Issue:  Vol. 47 / No. 49 / 7 December 2017
 

LGBT youths face loss of services in SF

Several San Francisco groups that serve LGBT youth are facing cuts that would greatly hurt their efforts.

The potential funding problems are part of discussions around the city’s budget for 2010-11, which is currently being worked out by the Board of Supervisors.

The looming losses come at a time when the city’s facing tough choices about many programs. On June 1, Mayor Gavin Newsom proposed a $6.48 billion budget that closes a projected city deficit of $482.7 million. The city’s fiscal year begins Thursday, July 1.

The LGBT transitional age youth services at the San Francisco LGBT Community Center, which is among the service providers facing cuts, works with people ages 18-24 who’re homeless or marginally housed.

According to the center, the cuts would mean elimination of the program, which provides meals and clothing, as well as links to employment and HIV testing, among other services.
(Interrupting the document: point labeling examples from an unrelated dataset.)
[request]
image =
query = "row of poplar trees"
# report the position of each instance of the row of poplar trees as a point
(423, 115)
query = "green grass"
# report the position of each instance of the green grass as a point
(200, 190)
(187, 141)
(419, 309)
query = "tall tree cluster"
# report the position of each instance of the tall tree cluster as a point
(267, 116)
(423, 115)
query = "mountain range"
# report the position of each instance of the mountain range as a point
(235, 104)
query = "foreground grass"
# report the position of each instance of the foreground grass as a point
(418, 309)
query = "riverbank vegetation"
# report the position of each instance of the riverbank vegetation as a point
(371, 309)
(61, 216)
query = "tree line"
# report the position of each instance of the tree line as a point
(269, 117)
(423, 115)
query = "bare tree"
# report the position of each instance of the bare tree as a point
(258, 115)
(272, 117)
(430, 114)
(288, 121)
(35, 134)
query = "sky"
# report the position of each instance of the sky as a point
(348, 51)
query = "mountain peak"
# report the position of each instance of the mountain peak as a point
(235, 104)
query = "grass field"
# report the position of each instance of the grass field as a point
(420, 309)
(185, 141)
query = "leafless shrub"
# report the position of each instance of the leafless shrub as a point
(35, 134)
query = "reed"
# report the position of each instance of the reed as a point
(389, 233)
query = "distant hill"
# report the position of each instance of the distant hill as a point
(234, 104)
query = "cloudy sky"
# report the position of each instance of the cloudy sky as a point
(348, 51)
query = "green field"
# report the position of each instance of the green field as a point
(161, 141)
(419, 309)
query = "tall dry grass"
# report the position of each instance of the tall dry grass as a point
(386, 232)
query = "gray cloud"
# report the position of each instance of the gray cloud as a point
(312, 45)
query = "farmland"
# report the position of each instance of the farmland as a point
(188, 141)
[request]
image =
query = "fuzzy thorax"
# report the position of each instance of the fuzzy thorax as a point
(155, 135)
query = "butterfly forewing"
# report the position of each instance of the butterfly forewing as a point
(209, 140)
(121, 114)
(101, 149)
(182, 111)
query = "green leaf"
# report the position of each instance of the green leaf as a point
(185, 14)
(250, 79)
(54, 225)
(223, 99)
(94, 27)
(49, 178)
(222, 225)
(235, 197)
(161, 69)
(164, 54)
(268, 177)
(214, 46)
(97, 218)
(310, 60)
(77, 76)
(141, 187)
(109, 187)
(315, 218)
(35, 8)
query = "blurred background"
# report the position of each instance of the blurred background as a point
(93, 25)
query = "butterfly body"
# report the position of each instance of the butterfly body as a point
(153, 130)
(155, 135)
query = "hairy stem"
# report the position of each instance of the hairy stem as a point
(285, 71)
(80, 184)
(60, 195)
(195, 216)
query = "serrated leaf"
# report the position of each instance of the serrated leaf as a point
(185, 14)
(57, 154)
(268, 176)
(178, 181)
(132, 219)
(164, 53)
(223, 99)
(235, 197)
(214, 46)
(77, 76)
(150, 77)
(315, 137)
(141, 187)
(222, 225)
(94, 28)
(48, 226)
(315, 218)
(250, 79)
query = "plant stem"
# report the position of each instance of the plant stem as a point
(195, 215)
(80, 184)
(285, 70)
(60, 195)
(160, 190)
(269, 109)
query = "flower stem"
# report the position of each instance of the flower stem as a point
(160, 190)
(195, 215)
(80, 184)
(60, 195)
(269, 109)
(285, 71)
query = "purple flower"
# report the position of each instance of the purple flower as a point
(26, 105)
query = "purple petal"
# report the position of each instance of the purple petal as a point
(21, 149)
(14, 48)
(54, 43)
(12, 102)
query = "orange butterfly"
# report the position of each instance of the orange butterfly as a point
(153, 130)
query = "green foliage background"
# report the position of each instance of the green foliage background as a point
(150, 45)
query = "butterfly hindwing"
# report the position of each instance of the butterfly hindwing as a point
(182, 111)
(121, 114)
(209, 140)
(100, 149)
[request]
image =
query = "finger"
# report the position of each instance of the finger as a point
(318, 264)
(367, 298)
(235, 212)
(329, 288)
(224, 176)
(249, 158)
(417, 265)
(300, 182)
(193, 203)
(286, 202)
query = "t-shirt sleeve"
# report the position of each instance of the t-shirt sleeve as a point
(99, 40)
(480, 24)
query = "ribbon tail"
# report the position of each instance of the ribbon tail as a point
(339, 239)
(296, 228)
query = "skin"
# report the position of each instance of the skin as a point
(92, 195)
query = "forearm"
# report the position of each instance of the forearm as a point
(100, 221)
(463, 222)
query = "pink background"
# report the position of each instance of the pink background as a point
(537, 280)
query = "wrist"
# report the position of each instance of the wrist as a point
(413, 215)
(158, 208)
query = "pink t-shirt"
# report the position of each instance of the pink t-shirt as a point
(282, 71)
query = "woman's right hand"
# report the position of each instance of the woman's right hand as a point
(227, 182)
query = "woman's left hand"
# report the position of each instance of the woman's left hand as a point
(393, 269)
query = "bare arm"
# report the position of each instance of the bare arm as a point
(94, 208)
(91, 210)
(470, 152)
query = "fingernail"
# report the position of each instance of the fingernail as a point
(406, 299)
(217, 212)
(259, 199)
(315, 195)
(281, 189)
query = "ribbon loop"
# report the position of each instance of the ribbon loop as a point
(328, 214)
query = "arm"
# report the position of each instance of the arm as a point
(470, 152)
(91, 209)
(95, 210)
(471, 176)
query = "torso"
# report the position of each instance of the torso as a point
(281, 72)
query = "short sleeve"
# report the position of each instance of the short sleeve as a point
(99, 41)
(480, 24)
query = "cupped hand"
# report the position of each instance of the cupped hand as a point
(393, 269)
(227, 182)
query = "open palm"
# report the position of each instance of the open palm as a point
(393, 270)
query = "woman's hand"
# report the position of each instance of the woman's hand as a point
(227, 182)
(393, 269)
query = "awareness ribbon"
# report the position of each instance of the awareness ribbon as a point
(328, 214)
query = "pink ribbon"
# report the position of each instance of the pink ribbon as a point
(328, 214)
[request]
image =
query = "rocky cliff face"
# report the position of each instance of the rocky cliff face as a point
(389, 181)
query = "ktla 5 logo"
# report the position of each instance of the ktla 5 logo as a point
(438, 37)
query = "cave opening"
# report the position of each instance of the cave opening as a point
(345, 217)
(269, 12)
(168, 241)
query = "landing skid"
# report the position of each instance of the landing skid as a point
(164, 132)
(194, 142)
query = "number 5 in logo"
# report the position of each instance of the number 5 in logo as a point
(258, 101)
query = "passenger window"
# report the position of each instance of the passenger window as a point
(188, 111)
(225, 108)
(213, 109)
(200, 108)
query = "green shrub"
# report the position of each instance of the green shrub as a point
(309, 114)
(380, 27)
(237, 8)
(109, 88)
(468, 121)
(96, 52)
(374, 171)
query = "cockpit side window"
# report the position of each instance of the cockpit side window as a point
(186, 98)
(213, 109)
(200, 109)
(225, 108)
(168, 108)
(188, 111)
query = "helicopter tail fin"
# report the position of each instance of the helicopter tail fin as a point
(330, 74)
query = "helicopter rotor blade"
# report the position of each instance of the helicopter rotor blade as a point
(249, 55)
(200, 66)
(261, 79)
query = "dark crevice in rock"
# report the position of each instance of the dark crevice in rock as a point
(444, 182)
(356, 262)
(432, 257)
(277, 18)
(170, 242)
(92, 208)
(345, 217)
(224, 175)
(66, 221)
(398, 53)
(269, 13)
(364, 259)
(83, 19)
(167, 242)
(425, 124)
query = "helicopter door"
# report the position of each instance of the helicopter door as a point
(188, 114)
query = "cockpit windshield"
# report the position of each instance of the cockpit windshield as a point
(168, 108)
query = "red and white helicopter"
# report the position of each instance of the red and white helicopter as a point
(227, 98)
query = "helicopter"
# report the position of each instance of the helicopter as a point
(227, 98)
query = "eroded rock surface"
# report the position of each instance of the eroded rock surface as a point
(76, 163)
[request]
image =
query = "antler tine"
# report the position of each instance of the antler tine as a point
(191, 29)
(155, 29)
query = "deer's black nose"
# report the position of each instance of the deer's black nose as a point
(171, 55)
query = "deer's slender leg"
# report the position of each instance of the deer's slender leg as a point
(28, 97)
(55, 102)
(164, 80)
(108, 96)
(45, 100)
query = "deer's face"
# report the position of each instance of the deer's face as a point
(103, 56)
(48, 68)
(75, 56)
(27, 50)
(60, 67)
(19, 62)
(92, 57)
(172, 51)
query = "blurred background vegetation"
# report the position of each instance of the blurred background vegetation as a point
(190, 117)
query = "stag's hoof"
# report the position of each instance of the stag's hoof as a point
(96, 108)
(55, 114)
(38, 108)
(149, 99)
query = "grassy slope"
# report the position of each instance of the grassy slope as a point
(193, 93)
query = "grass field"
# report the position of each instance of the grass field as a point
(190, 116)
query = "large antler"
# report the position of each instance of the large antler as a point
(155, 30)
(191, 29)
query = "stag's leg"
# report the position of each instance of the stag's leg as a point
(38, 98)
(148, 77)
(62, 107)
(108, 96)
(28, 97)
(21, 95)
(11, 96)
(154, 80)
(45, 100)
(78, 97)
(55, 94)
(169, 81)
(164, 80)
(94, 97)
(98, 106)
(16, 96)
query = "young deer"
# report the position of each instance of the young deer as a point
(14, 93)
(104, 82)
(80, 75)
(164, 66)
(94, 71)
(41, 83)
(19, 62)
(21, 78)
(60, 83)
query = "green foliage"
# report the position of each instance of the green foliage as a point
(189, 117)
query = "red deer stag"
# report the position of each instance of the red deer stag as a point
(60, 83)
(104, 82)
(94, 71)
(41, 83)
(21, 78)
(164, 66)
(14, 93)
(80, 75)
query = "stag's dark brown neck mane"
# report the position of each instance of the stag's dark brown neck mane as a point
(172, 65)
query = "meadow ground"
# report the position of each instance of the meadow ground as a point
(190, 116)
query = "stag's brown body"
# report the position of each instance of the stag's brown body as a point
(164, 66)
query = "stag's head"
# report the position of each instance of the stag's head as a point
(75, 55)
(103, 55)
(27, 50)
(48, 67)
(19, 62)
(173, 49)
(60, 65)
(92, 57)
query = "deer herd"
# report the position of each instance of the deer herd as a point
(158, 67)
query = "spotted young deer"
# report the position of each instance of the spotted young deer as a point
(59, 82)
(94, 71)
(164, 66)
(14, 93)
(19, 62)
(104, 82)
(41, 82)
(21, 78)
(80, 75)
The meals and other services are endangered because the city’s Department of Children, Youth and Their Families is not making available any funding outside the limited workforce development funds for transitional age youth. However, the center, which is seeking $96,000 to continue the meals and similar services, is set to receive money from the department for work it’s doing in schools.

Rebecca Rolfe, the center’s executive director, said that unstable funding makes the program vulnerable every year, and the fiscal instability “contributes to the sense that transitional aged youth are not worthy of support.”

She said many of these youth have already gotten the message that they’re not important from their families, and many of them have come out of foster care.

Tiamara Whetstone (pictured at right), who’s transgender, said the center’s internship program – which is among the services that would be lost – has allowed her to connect with other LGBT youth, which she’d never been able to do before.

“In the six months here at the internship, I’ve been exposed to the community more than I have in 24 years of living,” said Whetstone.

Maria Su, executive director of the children, youth, and families department, appeared sympathetic to the center’s needs, but said her agency received close to $71 million in requests for services from kindergarten all the way up to transitional aged youth for next year, “and we only had $20 million available.

Jodi Schwartz, executive director of the Lavender Youth, Recreation, and Information Center, said her group is facing reductions of about $475,000 next year and more in the future because many of the city’s recent funding decisions apply to multiple-year funding cycles.

Schwartz said the cut’s coming from multiple places, but the most severe cuts are coming from children, youth and families department, as well as the Office of Economic and Workforce Development.

Neither Su nor the workforce development office confirmed the figure.

Schwartz said her group, which is hoping for an additional $180,000 for next year, is trying to develop a multi-pronged strategy “to allow us to have the next year to really look at new funding streams and strategies to ensure that LYRIC exists for another 20 years, because as I always say, new queer youth come out every day and they’re going to need a place like LYRIC.”

Openly gay Supervisors David Campos, who’s on the board’s budget and finance committee, and Bevan Dufty are helping the LGBT center, LYRIC, and other groups advocate for funding.

Dufty said funding from the children, youth, and families department has traditionally been limited to people under 18, and they’ve used a blend of funding for children with general fund money in order to provide services for LGBT youths as old as 24.

“These are pretty significant impacts when the general fund is squeezed like it is this year,” said Dufty. “The impact is heavy on this population.”